Beyond that moniker, however, is a meaningful tradition that has evolved over the years and is embraced by all the occasion touches.
Veterans of all ages and branches of the armed services spend time, mostly in small groups, talking with and answering questions from the junior high kids. There are also demonstrations and interaction on a variety of levels.
The veterans, who are invited guests of the school, all receive a warm welcome from a student body that has helped deck out the junior high in a collection of appreciative signs. The veterans even receive complimentary breakfast, lunch and an assortment of presents, including the gift of song from a school choir.
It's a way of one generation saying, "thank you" to another in a most heart-felt fashion.
"We know that freedom isn't free," said Garret Williams, a 14-year-old eighth-grader.
The sincerity of the youngsters is not lost on veterans such as Don Wallace, who was a military police officer in the Army from 1955-61. Wallace was one of 55 veterans who took part in the program on Friday.
"An event like this is important to a veteran," he said. "It makes us stand a little taller."
Amanda Shoopman, who teaches seventh-grade English and literature, has helped organize the event each year since 2008. Her husband, Nathan, is a member of the Army National Guard.

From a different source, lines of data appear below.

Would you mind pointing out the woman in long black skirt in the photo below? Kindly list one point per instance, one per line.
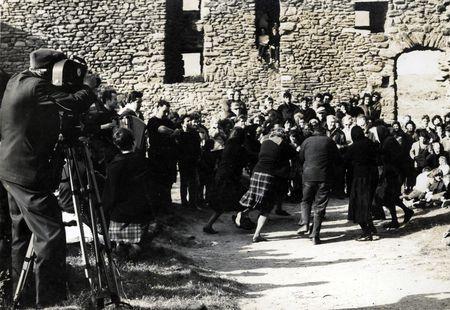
(362, 156)
(228, 187)
(272, 166)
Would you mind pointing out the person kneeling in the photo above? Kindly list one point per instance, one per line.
(125, 196)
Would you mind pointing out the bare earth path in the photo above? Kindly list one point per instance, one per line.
(408, 269)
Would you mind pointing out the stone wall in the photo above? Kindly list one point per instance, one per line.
(125, 41)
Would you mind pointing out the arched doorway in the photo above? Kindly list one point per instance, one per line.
(420, 84)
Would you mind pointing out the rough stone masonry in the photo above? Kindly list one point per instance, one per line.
(126, 42)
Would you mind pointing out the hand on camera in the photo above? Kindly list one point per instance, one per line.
(91, 80)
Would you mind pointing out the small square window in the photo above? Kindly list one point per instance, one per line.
(191, 5)
(192, 64)
(371, 16)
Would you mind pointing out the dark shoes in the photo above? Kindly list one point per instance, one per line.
(408, 215)
(302, 231)
(259, 239)
(281, 212)
(316, 240)
(209, 230)
(392, 226)
(365, 237)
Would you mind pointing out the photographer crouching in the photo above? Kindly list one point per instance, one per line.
(30, 126)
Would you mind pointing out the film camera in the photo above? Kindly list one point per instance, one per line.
(69, 72)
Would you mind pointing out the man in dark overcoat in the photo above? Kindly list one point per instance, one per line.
(29, 127)
(318, 154)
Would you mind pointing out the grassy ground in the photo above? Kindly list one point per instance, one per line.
(161, 277)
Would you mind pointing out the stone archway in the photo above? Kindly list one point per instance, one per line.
(399, 45)
(420, 83)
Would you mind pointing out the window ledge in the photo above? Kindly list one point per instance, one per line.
(359, 31)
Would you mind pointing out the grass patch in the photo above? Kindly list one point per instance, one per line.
(162, 277)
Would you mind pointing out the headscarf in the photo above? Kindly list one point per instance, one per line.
(382, 133)
(357, 133)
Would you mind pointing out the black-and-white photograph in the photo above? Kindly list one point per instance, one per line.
(225, 154)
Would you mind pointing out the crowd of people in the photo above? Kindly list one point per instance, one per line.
(304, 150)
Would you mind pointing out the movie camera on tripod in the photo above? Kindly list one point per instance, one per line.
(74, 148)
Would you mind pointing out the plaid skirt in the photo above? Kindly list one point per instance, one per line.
(261, 193)
(127, 232)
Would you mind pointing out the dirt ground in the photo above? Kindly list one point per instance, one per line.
(407, 269)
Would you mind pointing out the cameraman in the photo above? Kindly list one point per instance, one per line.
(29, 127)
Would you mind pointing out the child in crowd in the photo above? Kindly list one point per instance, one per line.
(421, 187)
(437, 189)
(445, 168)
(125, 196)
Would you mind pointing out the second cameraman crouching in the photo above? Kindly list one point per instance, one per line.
(125, 195)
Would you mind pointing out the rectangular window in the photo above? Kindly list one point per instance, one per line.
(183, 46)
(192, 65)
(191, 5)
(371, 16)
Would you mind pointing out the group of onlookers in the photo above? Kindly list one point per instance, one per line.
(303, 150)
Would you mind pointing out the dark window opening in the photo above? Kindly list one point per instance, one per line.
(191, 5)
(385, 81)
(370, 16)
(267, 36)
(183, 42)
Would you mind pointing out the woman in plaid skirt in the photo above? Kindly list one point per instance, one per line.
(124, 195)
(273, 165)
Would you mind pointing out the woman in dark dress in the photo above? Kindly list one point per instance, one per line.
(362, 156)
(125, 195)
(393, 166)
(265, 183)
(228, 187)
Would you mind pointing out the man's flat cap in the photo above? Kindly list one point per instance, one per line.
(44, 58)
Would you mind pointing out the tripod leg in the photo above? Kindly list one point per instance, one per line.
(87, 269)
(108, 263)
(27, 263)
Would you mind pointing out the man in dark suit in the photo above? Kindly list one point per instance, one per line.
(318, 154)
(29, 126)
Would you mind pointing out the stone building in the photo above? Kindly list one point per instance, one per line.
(341, 46)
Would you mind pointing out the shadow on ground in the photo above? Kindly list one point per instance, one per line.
(415, 302)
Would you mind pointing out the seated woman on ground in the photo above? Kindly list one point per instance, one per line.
(435, 193)
(423, 182)
(125, 196)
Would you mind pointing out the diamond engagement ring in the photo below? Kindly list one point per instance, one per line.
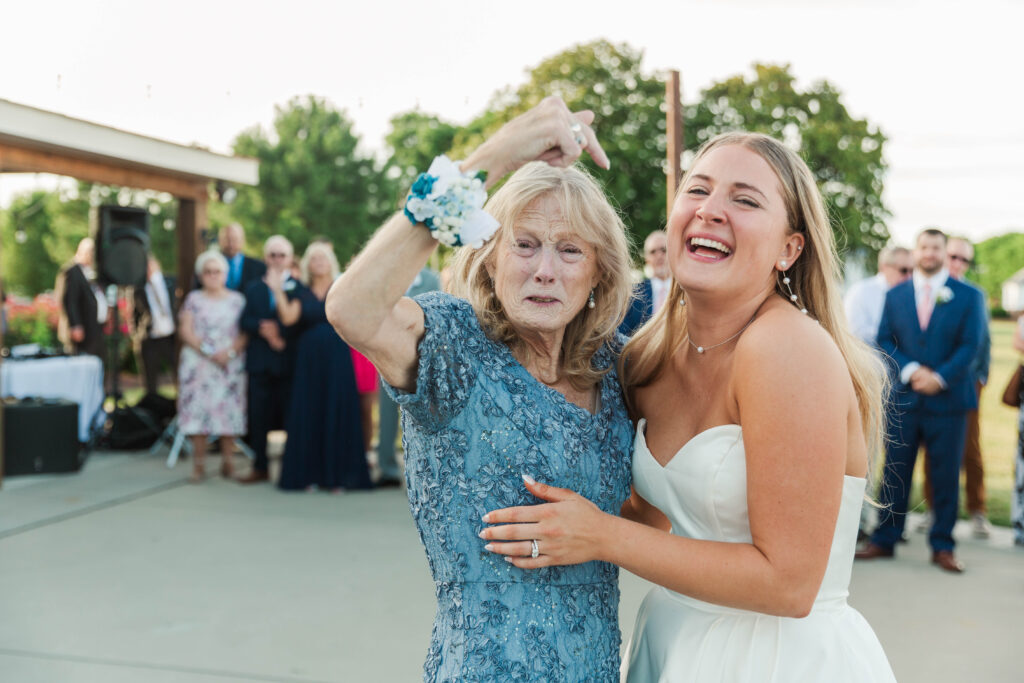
(577, 129)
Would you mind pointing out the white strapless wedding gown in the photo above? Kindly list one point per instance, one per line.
(702, 491)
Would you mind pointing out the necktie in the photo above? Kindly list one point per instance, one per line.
(925, 306)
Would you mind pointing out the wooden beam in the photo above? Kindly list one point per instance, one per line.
(674, 137)
(190, 225)
(15, 159)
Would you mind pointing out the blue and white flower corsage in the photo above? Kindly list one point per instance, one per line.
(450, 203)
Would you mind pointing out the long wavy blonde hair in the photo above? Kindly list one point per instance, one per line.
(814, 276)
(587, 212)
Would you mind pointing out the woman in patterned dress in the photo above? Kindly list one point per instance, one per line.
(211, 371)
(517, 376)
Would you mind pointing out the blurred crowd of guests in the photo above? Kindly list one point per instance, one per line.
(251, 351)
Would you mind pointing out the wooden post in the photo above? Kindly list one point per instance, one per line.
(674, 137)
(192, 221)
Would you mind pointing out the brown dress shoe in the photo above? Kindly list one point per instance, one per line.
(256, 476)
(872, 551)
(946, 560)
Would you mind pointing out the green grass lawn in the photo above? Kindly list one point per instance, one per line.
(998, 430)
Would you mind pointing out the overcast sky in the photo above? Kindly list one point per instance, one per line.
(942, 80)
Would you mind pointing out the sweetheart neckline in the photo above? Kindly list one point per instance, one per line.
(643, 437)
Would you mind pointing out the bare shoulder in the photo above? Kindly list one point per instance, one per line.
(785, 346)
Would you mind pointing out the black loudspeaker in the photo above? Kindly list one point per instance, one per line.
(122, 245)
(41, 436)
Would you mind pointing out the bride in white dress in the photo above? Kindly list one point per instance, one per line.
(760, 413)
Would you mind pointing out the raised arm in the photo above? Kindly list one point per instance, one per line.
(367, 305)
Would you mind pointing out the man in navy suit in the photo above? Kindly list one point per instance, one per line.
(931, 330)
(650, 295)
(268, 359)
(241, 268)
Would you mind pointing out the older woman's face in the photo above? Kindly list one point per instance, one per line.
(728, 226)
(213, 278)
(543, 271)
(320, 264)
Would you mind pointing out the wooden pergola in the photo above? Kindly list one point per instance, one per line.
(34, 140)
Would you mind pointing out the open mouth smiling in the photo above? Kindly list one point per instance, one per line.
(708, 249)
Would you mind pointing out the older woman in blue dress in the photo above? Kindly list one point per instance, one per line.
(516, 375)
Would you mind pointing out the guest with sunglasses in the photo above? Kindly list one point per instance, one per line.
(649, 295)
(865, 298)
(269, 357)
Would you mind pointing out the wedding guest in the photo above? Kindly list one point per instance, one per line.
(1017, 495)
(211, 371)
(865, 299)
(649, 296)
(758, 413)
(83, 307)
(387, 411)
(242, 269)
(960, 254)
(515, 373)
(269, 356)
(154, 331)
(368, 384)
(325, 447)
(932, 330)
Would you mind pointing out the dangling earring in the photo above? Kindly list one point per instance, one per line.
(793, 296)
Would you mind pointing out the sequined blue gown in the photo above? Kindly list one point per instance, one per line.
(476, 421)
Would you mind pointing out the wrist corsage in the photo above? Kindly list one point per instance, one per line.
(450, 203)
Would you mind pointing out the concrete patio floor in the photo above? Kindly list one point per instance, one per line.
(124, 572)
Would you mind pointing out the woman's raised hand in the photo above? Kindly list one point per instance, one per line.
(548, 132)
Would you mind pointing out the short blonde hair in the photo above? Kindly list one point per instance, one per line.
(207, 256)
(318, 248)
(587, 213)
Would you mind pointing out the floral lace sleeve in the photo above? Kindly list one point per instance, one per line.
(449, 356)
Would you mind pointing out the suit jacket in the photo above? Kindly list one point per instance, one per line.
(78, 308)
(142, 316)
(260, 357)
(948, 346)
(640, 310)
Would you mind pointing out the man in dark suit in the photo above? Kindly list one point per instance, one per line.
(154, 330)
(650, 295)
(241, 269)
(267, 358)
(387, 410)
(931, 330)
(83, 309)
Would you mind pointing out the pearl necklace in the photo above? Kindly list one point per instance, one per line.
(701, 349)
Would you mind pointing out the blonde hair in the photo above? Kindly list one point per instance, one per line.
(322, 248)
(588, 213)
(814, 276)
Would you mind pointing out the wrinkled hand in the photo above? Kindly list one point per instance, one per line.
(274, 280)
(543, 133)
(566, 529)
(926, 382)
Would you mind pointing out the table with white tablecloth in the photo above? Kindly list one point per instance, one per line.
(78, 378)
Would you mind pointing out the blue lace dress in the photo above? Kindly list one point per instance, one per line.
(476, 421)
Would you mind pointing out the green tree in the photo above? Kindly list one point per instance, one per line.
(845, 154)
(414, 141)
(996, 259)
(607, 79)
(313, 180)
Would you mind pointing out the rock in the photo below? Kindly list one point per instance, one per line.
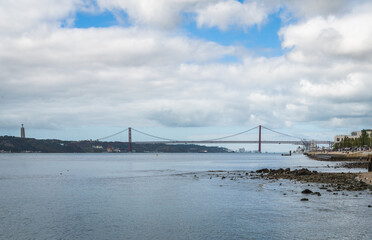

"The first year we did this, we had 15 veterans," she said. "Last year, the number had grown to a record 60. Most years, we'll have about what we do this year, 50 to 55."
Shana Hunt was probably the youngest veteran on hand at age 28. She was especially proud to be a part of the event since she is a Central graduate.
"This is wonderful, because there are so many veterans in this area," said Hunt, a staff sergeant in the Illinois National Guard who in 2008 was deployed to Iraq for a year.
Hunt was visibly moved by some of the responses she encountered.
"Some of the kids just want to hug you," she said. "Vets are treated like royalty in this area, and because I went to high school here, this was even (more special). It was great to be back."
There was no hesitation in the voice of Kaleb Post, 14, when asked what the most important item was he would take away from Operation: Appreciation.
"It helps young kids realize what these veterans have done for us," the eighth-grader said.
A mutual appreciation also was evident with veterans sucha as Wallace.
"If they ask me, I'll be glad to come back," he said.
It's probably a safe bet Wallace can count on that invitation a year from now.